PySAL, the Python Spatial Analysis library (libraries, really), incorporating

Core spatial data structures, file IO. Construction and interactive editing of spatial weights matrices & graphs. Alpha shapes, spatial indices, and spatial-topological relationships.
Modules to conduct exploratory analysis of spatial and spatio-temporal data, including statistical testing on points, networks, and polygonal lattices. Also includes methods for spatial inequality and distributional dynamics.
Estimation of spatial relationships in data with a variety of linear, generalized-linear, generalized-additive, and nonlinear models.
Visualize patterns in spatial data to detect clusters, outliers, and hot-spots.

This seems to be a rich ecosystem; it is kind of dual to QGIS, in that it seems to put statistical analyses first and geography second. Personally I am curious about their spatial Gibbs sampler.


This GIS software has a python interface, and a lot of the functionality is exposed through it. See spatial statistics for more on that.

9 Incoming

  • Google Earth Engine is easy to access from colaboratory, e.g. ee-api-colab-setup.ipynb; there is an amount of geospatial imagery processing in there.
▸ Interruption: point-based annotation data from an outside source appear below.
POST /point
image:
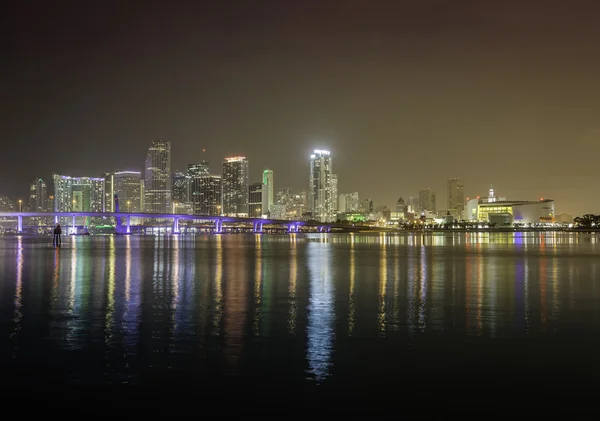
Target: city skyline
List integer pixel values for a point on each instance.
(406, 97)
(203, 167)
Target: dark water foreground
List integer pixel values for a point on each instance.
(484, 321)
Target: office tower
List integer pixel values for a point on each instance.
(334, 194)
(235, 186)
(109, 193)
(37, 196)
(198, 169)
(256, 194)
(181, 185)
(412, 205)
(427, 200)
(157, 178)
(267, 190)
(456, 197)
(206, 195)
(127, 186)
(400, 206)
(321, 200)
(78, 194)
(349, 202)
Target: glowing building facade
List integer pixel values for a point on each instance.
(235, 186)
(128, 187)
(157, 178)
(206, 195)
(321, 200)
(267, 191)
(38, 196)
(78, 194)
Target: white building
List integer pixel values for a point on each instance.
(321, 198)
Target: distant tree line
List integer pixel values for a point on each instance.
(587, 221)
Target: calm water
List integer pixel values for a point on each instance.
(322, 313)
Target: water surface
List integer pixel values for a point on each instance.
(331, 312)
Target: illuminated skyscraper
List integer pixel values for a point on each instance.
(78, 194)
(198, 169)
(456, 197)
(321, 199)
(128, 188)
(157, 178)
(206, 195)
(256, 195)
(235, 186)
(37, 196)
(109, 192)
(267, 191)
(427, 200)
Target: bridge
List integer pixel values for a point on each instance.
(257, 224)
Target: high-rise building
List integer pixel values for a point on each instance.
(321, 199)
(157, 178)
(267, 191)
(235, 186)
(78, 194)
(256, 194)
(128, 188)
(37, 196)
(181, 185)
(206, 195)
(334, 194)
(109, 192)
(456, 197)
(427, 200)
(400, 206)
(198, 169)
(349, 202)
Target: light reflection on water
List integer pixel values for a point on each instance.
(235, 304)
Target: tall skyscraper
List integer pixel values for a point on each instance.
(78, 194)
(334, 195)
(348, 202)
(181, 187)
(109, 192)
(157, 178)
(235, 186)
(37, 196)
(198, 169)
(427, 200)
(128, 188)
(256, 194)
(267, 191)
(321, 200)
(456, 197)
(206, 195)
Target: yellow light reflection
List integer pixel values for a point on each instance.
(382, 284)
(257, 284)
(292, 285)
(18, 314)
(218, 297)
(127, 267)
(351, 304)
(110, 306)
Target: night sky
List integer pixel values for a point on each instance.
(405, 94)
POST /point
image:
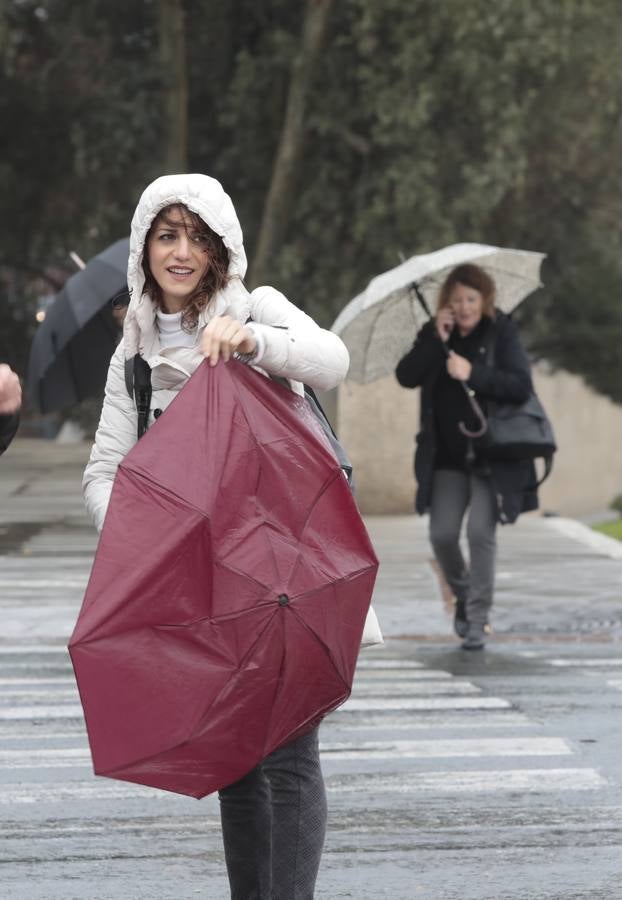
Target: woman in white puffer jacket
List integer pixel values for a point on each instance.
(188, 303)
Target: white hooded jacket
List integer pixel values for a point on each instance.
(290, 343)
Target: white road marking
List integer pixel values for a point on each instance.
(421, 688)
(43, 679)
(580, 663)
(474, 719)
(442, 782)
(459, 747)
(489, 780)
(41, 712)
(406, 674)
(388, 664)
(422, 703)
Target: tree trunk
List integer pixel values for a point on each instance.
(277, 207)
(174, 141)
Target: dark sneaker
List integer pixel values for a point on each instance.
(476, 636)
(461, 626)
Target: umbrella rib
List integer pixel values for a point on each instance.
(150, 757)
(165, 490)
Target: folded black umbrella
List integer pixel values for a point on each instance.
(71, 349)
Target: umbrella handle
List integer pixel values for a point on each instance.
(483, 427)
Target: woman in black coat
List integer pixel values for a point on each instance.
(468, 341)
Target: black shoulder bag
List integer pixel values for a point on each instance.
(516, 431)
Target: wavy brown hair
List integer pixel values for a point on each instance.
(216, 277)
(474, 277)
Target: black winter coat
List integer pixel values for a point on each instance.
(509, 379)
(8, 427)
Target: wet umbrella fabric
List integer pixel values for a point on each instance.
(228, 595)
(72, 347)
(378, 326)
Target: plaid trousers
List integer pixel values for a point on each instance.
(274, 823)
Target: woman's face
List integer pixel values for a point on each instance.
(467, 305)
(178, 258)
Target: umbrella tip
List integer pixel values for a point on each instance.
(79, 262)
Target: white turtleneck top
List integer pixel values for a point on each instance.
(171, 332)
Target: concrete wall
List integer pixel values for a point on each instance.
(377, 423)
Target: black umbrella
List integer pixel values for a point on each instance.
(71, 349)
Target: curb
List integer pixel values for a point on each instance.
(600, 543)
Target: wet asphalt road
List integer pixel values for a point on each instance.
(485, 776)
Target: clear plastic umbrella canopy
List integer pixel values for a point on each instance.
(379, 325)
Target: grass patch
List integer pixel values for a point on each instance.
(613, 529)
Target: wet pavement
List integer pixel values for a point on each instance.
(478, 776)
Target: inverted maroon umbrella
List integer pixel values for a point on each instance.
(226, 604)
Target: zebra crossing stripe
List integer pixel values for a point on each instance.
(480, 719)
(485, 781)
(67, 711)
(413, 749)
(410, 689)
(587, 663)
(388, 664)
(458, 747)
(402, 675)
(354, 704)
(440, 782)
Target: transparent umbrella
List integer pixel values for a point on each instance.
(378, 326)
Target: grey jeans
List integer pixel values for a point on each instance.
(274, 823)
(452, 493)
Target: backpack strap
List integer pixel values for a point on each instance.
(138, 384)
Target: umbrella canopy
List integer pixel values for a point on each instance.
(72, 347)
(228, 596)
(378, 325)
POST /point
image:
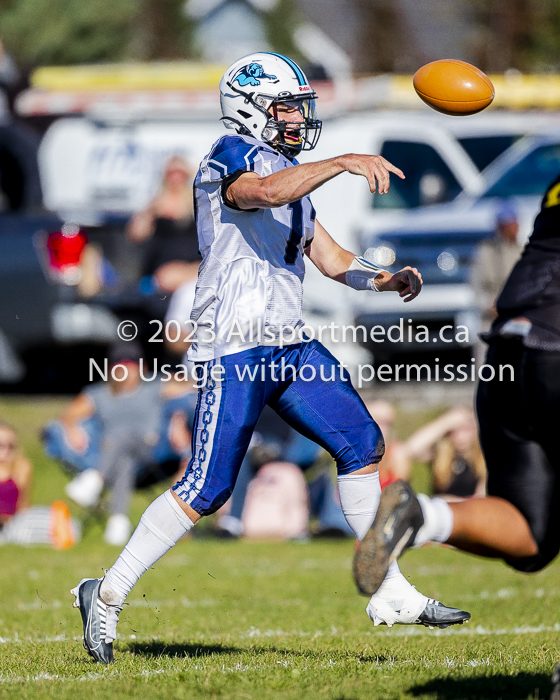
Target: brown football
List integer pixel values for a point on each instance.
(453, 87)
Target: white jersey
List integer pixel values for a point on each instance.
(249, 290)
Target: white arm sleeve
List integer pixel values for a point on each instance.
(361, 273)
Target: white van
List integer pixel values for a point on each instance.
(94, 170)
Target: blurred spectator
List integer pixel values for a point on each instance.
(275, 441)
(494, 260)
(450, 444)
(122, 433)
(396, 462)
(168, 229)
(21, 523)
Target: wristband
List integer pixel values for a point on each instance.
(361, 273)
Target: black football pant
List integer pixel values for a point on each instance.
(520, 437)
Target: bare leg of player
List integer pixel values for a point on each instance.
(491, 527)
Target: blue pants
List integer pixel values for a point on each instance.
(304, 384)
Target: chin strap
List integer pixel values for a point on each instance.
(361, 274)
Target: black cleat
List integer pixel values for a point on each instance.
(436, 614)
(398, 519)
(95, 616)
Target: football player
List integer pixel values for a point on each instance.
(255, 223)
(518, 411)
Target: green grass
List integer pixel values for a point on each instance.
(233, 620)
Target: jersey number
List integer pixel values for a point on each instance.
(296, 233)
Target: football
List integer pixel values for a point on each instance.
(453, 87)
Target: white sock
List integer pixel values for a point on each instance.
(359, 499)
(438, 520)
(160, 528)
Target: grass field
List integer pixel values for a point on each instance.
(265, 620)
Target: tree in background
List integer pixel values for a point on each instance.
(59, 32)
(517, 34)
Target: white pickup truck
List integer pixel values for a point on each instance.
(96, 171)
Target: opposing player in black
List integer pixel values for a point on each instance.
(519, 520)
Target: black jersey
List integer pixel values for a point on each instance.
(532, 290)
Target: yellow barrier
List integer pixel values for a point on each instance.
(514, 91)
(183, 75)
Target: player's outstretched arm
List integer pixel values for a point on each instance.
(250, 191)
(341, 265)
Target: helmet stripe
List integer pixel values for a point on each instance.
(294, 66)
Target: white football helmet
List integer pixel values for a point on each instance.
(254, 84)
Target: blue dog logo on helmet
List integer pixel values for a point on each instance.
(249, 75)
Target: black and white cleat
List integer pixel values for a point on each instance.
(97, 617)
(555, 694)
(436, 614)
(398, 519)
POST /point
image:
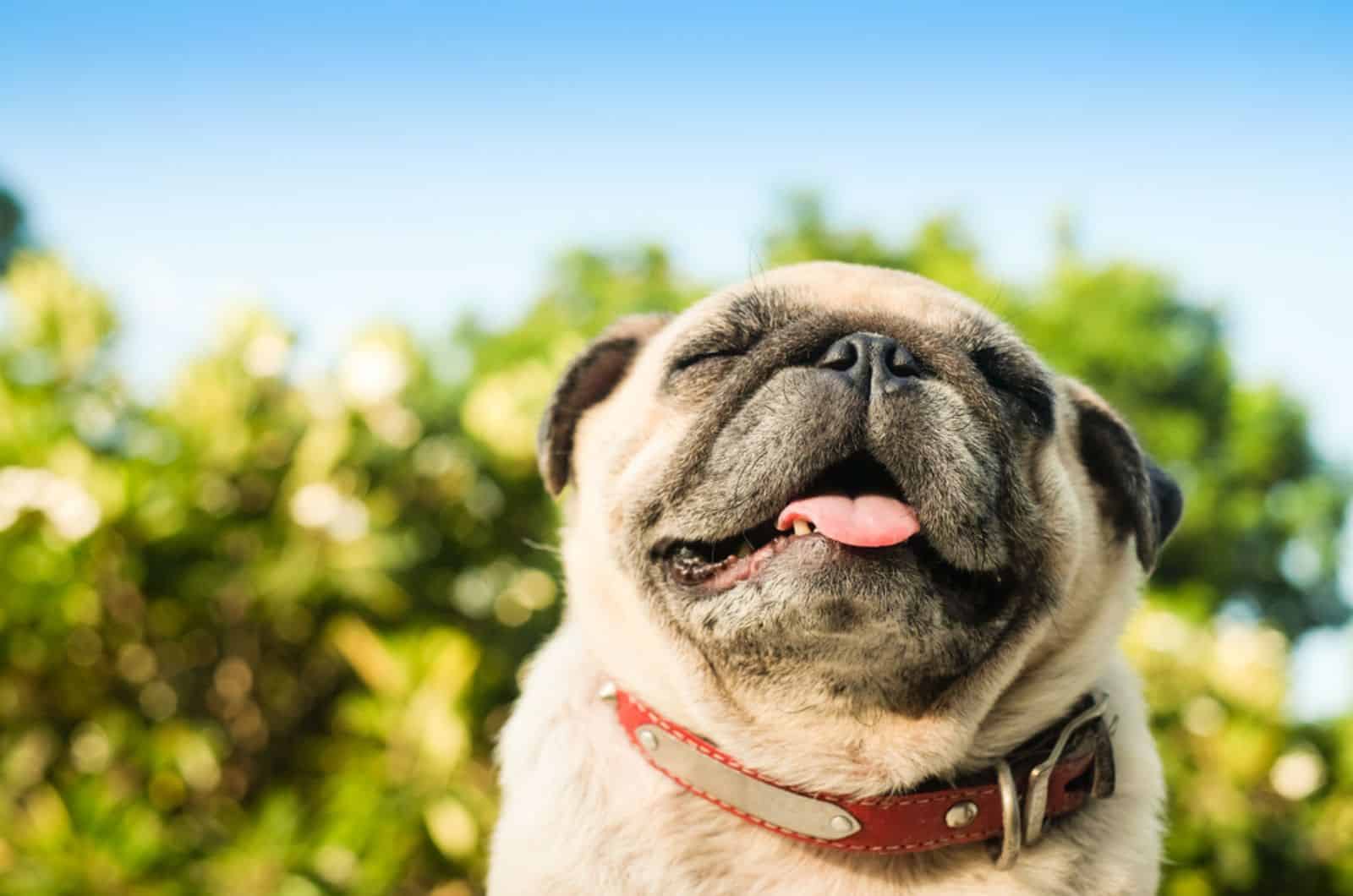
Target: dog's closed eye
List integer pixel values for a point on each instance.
(1005, 375)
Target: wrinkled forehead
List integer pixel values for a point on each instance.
(856, 290)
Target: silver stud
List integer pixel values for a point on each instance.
(961, 814)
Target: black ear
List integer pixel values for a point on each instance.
(1136, 494)
(589, 380)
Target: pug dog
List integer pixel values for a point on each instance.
(845, 549)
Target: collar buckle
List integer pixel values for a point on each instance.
(1018, 834)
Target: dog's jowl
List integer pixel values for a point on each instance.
(846, 567)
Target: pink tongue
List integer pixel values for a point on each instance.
(868, 522)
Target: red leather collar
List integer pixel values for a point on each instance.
(1050, 776)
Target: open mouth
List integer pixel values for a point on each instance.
(854, 502)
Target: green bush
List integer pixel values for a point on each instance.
(256, 636)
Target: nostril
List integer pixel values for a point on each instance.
(901, 363)
(841, 356)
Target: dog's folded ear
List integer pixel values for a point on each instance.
(1136, 494)
(589, 380)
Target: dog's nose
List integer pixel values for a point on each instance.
(870, 362)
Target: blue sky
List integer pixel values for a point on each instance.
(413, 161)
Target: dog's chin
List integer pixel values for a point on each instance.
(816, 623)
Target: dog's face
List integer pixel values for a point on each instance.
(843, 482)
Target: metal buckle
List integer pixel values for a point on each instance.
(1012, 837)
(1016, 835)
(1035, 800)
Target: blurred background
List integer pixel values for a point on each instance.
(284, 292)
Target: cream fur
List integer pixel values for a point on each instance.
(582, 811)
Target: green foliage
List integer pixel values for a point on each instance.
(257, 636)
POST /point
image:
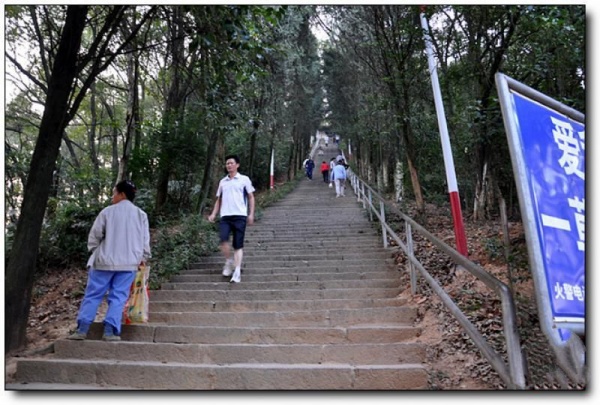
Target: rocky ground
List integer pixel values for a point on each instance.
(456, 362)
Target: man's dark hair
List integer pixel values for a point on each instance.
(234, 157)
(127, 187)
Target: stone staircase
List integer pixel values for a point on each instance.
(317, 309)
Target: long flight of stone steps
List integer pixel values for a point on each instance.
(317, 309)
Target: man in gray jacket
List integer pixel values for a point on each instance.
(119, 241)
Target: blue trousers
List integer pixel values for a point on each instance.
(118, 284)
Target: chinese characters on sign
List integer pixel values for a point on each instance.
(554, 154)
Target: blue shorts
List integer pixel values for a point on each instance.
(233, 224)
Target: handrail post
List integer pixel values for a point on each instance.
(411, 253)
(371, 207)
(364, 195)
(383, 229)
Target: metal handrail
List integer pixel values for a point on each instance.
(513, 374)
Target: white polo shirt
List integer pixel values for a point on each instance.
(231, 191)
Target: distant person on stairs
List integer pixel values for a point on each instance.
(325, 171)
(235, 203)
(309, 165)
(339, 176)
(119, 241)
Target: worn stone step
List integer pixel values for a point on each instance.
(265, 262)
(351, 353)
(187, 277)
(284, 285)
(161, 333)
(335, 317)
(305, 268)
(240, 376)
(237, 292)
(270, 305)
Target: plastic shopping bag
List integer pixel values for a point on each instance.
(136, 307)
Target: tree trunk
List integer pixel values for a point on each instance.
(132, 121)
(92, 140)
(173, 108)
(208, 171)
(20, 269)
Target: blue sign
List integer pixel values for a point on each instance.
(554, 155)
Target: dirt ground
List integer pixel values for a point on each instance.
(455, 362)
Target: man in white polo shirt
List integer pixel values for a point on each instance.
(235, 204)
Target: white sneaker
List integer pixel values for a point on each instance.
(228, 268)
(237, 276)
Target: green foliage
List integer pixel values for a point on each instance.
(64, 236)
(177, 243)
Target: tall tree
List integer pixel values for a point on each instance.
(63, 98)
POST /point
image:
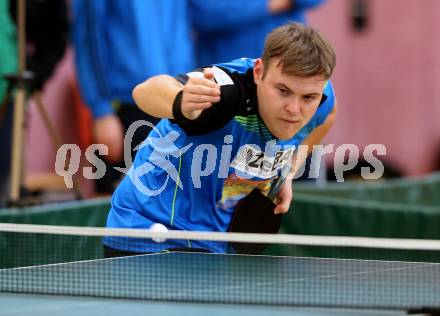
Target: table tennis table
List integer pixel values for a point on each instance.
(215, 284)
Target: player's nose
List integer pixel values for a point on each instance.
(293, 106)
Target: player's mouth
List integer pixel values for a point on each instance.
(290, 121)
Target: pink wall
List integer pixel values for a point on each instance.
(387, 83)
(387, 79)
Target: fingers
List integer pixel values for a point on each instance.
(208, 73)
(282, 206)
(199, 94)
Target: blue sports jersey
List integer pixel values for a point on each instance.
(190, 177)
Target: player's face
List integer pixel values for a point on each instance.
(286, 103)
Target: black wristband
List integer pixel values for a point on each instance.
(177, 109)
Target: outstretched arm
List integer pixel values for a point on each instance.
(156, 96)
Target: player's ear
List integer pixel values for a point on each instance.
(258, 70)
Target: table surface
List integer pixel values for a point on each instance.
(219, 284)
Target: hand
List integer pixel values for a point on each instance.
(279, 6)
(199, 94)
(284, 197)
(108, 130)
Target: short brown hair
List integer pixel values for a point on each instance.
(302, 51)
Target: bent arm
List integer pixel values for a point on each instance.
(156, 95)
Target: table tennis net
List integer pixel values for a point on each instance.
(330, 271)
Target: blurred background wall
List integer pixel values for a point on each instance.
(387, 83)
(387, 78)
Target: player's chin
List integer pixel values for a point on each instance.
(285, 134)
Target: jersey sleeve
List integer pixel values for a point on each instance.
(235, 94)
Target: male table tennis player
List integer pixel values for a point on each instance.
(226, 129)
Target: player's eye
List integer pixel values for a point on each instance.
(308, 98)
(283, 92)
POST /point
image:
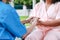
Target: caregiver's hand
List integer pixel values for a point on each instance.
(29, 30)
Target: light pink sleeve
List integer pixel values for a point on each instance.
(58, 14)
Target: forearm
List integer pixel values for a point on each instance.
(51, 23)
(25, 21)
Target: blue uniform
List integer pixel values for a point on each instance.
(10, 25)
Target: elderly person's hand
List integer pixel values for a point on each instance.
(33, 24)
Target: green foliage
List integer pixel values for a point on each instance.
(23, 2)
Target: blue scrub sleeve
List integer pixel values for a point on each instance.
(13, 25)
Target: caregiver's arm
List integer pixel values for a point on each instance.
(51, 23)
(27, 21)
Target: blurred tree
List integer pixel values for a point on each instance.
(28, 3)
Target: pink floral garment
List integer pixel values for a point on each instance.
(52, 13)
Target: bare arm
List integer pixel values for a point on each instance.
(29, 30)
(27, 21)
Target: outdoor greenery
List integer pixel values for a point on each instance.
(20, 3)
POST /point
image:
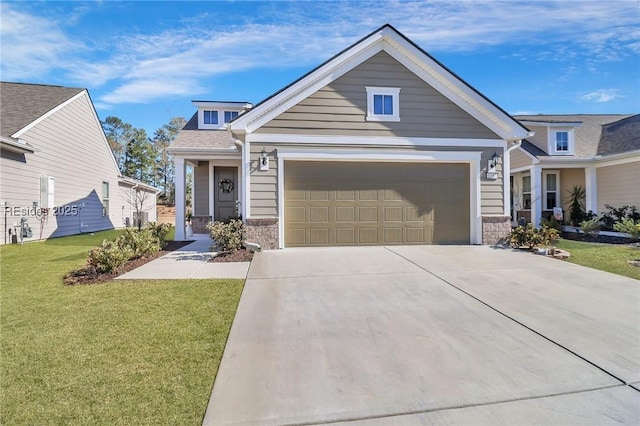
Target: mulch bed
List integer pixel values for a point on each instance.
(88, 275)
(241, 255)
(603, 239)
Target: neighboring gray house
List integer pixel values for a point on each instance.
(600, 153)
(57, 170)
(381, 144)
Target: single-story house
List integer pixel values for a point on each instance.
(381, 144)
(59, 176)
(600, 153)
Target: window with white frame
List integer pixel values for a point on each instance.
(105, 199)
(551, 190)
(210, 117)
(230, 115)
(383, 104)
(562, 141)
(526, 192)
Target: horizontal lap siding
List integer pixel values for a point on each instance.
(619, 185)
(71, 149)
(340, 107)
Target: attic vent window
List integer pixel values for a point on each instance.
(383, 103)
(210, 117)
(230, 115)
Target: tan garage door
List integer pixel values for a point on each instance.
(343, 203)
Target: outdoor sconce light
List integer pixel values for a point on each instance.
(264, 160)
(492, 174)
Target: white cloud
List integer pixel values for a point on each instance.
(32, 46)
(602, 95)
(144, 67)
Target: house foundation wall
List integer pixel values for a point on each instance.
(263, 231)
(495, 229)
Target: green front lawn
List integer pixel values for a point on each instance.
(136, 352)
(606, 257)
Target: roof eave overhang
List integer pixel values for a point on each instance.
(411, 56)
(16, 145)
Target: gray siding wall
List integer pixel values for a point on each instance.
(341, 107)
(619, 185)
(264, 184)
(71, 148)
(519, 159)
(201, 189)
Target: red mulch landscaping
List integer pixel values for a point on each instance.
(88, 275)
(241, 255)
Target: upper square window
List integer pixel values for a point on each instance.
(562, 141)
(383, 104)
(230, 115)
(210, 117)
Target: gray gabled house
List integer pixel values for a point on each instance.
(58, 174)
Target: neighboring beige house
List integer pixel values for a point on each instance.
(600, 153)
(57, 171)
(381, 144)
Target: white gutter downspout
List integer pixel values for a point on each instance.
(506, 173)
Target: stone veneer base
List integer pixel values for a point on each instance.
(495, 229)
(263, 231)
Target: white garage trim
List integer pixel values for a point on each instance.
(372, 140)
(472, 158)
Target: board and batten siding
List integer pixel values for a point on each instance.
(340, 108)
(201, 189)
(619, 185)
(71, 149)
(264, 184)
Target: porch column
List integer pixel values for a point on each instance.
(213, 186)
(536, 195)
(181, 199)
(591, 188)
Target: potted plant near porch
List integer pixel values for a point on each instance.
(189, 230)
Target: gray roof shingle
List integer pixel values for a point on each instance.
(22, 103)
(587, 135)
(620, 136)
(191, 137)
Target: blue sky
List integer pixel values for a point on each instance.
(145, 61)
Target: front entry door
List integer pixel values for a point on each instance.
(226, 192)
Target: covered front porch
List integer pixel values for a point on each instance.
(207, 188)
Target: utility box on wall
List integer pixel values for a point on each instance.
(46, 192)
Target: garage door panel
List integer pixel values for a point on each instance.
(345, 214)
(368, 236)
(372, 204)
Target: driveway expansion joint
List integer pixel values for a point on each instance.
(452, 407)
(623, 382)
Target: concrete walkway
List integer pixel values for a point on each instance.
(188, 262)
(429, 335)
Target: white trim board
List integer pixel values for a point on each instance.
(472, 158)
(276, 138)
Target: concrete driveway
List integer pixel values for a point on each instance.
(429, 334)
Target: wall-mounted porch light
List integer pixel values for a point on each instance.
(492, 173)
(264, 160)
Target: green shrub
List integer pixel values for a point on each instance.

  • TransBigData – for Transportation Spatio-Temporal Big Data

    TransBigData is a Python package developed for transportation spatio-temporal big data processing and analysis. TransBigData provides fast and concise methods for processing common traffic spatio-temporal big data such as Taxi GPS data, bicycle sharing data and bus GPS data. It includes general methods such as rasterization, data quality analysis, data pre-processing, data set counting, trajectory analysis, GIS processing, map base map loading, coordinate and distance calculation, and data visualization.

10 References

Hales, Nelson, Williams, et al. 2021. The Grids Python Tool for Querying Spatiotemporal Multidimensional Water Data.” Water.
Rey, and Anselin. 2010. PySAL: A Python Library of Spatial Analytical Methods.” In Handbook of Applied Spatial Analysis.